Sabe-se que a patente é fundamental para garantir novos investimentos em pesquisa e inovação e, consequentemente, aumento da produtividade e desenvolvimento econômico. Mas será que o sistema de patentes vigente não perpetua a dependência dos países em desenvolvimento em relação às nações mais ricas? Definir a correta calibragem desse dilema é um grande desafio.

As regras existentes hoje são fruto de anos de embates com forte pressão dos países mais ricos. Elas foram aprovadas em 1994, ao fim da Rodada Uruguai, em que a comunidade internacional assinou o Acordo TRIPS (Trade-Related Aspects of Intellectual Property Rights2), que veio como anexo do texto final do GATT (General Agreement on Trade and Tariffs3).

Com o Acordo TRIPS, criou-se uma proteção global aos direitos de propriedade intelectual (patentes, marcas e direitos autorais). Em especial, ressalta-se a concessão de patentes, com o gozo dos respectivos direitos, para as invenções de produtos ou processos de todos os setores tecnológicos e sem discriminação quanto ao local de invenção, desde que sejam novas, envolvam um passo inventivo e sejam passíveis de aplicação industrial (art. 27.1, TRIPS4).

O art. 33 do Acordo traz a previsão de que o prazo de vigência da proteção da patente não pode ser inferior a 20 anos5 e que, caso haja alguma disputa entre os países signatários do TRIPS acerca de propriedade intelectual e comércio internacional, o litígio será resolvido por órgão específico da Organização Mundial do Comércio (OMC), o chamado Órgão de Solução de Controvérsias (OSC).

Note, no entanto, que a OMC não detém poder de polícia para aplicar sanção diretamente ao país que tenha descumprido algum acordo internacional. O que acontece na prática é que o país prejudicado ganha direito a promover uma retaliação, descumprindo alguma regra do sistema multilateral de comércio contra o país originalmente descumpridor (UNCTAD, 20036).

Com o tempo, várias insatisfações e reivindicações surgiram por parte dos países em desenvolvimento.

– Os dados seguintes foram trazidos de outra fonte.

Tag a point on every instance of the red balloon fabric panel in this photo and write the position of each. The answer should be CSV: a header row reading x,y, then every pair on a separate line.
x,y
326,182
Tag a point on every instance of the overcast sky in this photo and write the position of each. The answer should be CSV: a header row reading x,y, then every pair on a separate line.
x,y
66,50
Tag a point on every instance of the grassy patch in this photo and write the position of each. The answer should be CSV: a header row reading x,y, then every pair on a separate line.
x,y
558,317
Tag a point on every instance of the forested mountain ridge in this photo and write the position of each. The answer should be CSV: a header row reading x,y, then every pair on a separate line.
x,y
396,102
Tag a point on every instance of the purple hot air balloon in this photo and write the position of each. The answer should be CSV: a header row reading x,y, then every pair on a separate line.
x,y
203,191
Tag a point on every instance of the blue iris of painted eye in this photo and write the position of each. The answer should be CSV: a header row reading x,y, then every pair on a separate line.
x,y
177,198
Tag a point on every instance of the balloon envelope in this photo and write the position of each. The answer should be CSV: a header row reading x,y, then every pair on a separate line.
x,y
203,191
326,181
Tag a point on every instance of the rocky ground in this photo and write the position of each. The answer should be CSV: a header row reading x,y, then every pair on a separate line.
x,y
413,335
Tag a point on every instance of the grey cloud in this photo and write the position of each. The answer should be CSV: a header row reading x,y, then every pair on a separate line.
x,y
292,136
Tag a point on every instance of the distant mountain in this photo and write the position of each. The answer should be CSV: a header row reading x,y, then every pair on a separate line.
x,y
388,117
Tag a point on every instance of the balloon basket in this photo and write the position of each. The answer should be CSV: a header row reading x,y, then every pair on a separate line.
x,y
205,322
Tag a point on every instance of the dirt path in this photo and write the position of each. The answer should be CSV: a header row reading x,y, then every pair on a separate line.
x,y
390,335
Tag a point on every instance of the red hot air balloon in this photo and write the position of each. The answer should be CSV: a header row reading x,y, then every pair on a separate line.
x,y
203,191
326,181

Isso se refletiu na agenda da Rodada de Doha, iniciada em novembro de 2001, durante a IV Conferência Ministerial da OMC.

Conforme informação do Ministério do Desenvolvimento, Indústria e Comércio Exterior do Brasil, “a Rodada Doha surge devido ao desbalanceamento entre os interesses dos países em desenvolvimento e os países desenvolvidos durante a Rodada Uruguai, onde novas disciplinas sobre Propriedade Intelectual e Serviços foram propostas pelos países desenvolvidos”7.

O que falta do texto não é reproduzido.